Here’s the key thing about why vintage paperbacks are collected: for their cover art. Not to be read — although the collector is welcome to read them — but it’s the cover art that one is really after. The work of the graphic artists on these vintage covers was often superior to the writing inside. The paperback would be trashy or mediocre but its cover art redeemed it and made it special. Vintage paperback covers were done by artists trained classically as painters.

Many of these cover artists went on to become giants in the art of illustration, and often paired off with a writer to do a whole series. Some of the best known were Robert McGuinness and his deadly femme fatales in the Carter Brown mysteries, Frank Frazetta and his bizarre covers for the Conan the Barbarian series by Robert E Howard, and the busty women of Bill Ward and James Avati’s steamy paintings. Avati is also famous for his cover art for the paperback of Catcher in the Rye showing a young boy with a suitcase, red cap worn back and a scarlet scarf around his neck. Holden Caulfield, if you remember, ‘horses around’ by wearing the cap backwards. Avati, unlike many illustrators, actually read the books before he designed the cover. 
        
Vintage paperbacks from 1939 to 1969 are what are specifically collected. Many of the classic hardboiled writers got their first start in paperbacks and pulp magazines like Black Mask. Jim Thompson is a classic example. The first mass market paperbacks were issued by Pocket Books in 1939. One year earlier in 1938, there had been a Pocket Books edition of The Good Earth — though not pulp, it became the first printed paperback. Later, in the UK, Allen Lane was to revolutionise reading by publishing affordable paperbacks of literary writers though the establishment of Penguin Books.

The first book to use the term ‘science fiction’ in the title was also a vintage paperback. An anthology called The Pocket Book of Science Fiction, it was edited by Donald A Wollheim (Pocket Book no 214)  in 1943. Needless to say, this is a huge collectible item, and anyone finding a copy of this edition will have struck collector’s gold. In India, vintage paperbacks are a completely ignored form of popular culture. There’s a better tradition of collecting comics here. A few exception include artists such as Mustajab Ahmed Siddiqui, known to readers as Shelle. His cover art famously adorned the kind of Hindi paperbacks you glimpse in railway station bookstalls. He began as an art teacher who was paid Rs 25 for a cover, and is now paid thousands. He uses a mixed style of oils and collage.

Typically, his cover was replete with guns surrounded by heroes, villains, heroines and vamps. Shelle is one of the last of the pulp cover painters, as paperbacks lose to Hindi serials in popularity.
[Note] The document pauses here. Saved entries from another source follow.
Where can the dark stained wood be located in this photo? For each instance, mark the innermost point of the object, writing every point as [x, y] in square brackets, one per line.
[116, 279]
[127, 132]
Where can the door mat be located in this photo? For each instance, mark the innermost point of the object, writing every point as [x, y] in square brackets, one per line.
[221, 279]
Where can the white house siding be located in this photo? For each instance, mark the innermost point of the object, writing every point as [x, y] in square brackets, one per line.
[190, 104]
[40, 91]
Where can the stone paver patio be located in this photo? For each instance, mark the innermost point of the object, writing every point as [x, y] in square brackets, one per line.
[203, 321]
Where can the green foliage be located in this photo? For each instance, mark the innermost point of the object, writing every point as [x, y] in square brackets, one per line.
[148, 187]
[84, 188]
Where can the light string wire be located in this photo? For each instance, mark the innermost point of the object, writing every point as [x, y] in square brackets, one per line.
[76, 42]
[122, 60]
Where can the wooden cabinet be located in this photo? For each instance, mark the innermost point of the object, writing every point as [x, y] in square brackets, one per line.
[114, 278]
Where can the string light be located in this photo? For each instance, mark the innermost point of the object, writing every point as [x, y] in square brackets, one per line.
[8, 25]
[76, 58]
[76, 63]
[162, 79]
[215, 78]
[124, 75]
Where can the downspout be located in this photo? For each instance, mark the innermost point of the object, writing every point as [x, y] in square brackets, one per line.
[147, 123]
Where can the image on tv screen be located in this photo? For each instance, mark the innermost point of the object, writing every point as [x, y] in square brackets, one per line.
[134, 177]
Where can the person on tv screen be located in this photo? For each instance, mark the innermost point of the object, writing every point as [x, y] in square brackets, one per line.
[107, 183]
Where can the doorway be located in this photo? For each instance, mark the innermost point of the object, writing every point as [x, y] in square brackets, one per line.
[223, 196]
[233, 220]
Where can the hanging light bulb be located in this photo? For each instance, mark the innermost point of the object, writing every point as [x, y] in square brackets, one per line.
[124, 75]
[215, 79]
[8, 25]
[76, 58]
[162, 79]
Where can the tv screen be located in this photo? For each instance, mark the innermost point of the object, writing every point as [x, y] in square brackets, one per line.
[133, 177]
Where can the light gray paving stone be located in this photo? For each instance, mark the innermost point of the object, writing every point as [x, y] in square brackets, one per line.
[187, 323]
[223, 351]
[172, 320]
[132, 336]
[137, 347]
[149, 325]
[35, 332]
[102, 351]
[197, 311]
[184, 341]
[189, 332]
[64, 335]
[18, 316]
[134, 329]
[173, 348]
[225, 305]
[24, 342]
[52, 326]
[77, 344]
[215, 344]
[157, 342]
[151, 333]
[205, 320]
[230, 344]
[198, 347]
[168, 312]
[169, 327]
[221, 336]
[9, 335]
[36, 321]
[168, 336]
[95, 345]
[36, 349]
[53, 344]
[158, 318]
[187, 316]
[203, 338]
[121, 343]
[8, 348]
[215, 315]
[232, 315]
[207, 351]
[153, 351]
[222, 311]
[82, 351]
Apparently, since 1971, he has worked on as many as 4,000 book covers — a figure that will rival even the prolific output of legendary American vintage paperback cover artists.

The genius of vintage paperbacks is that the cover artist created these small masterpieces without intending greatness — much in the same way that some of the best pulp writers wrote without any self conscious design.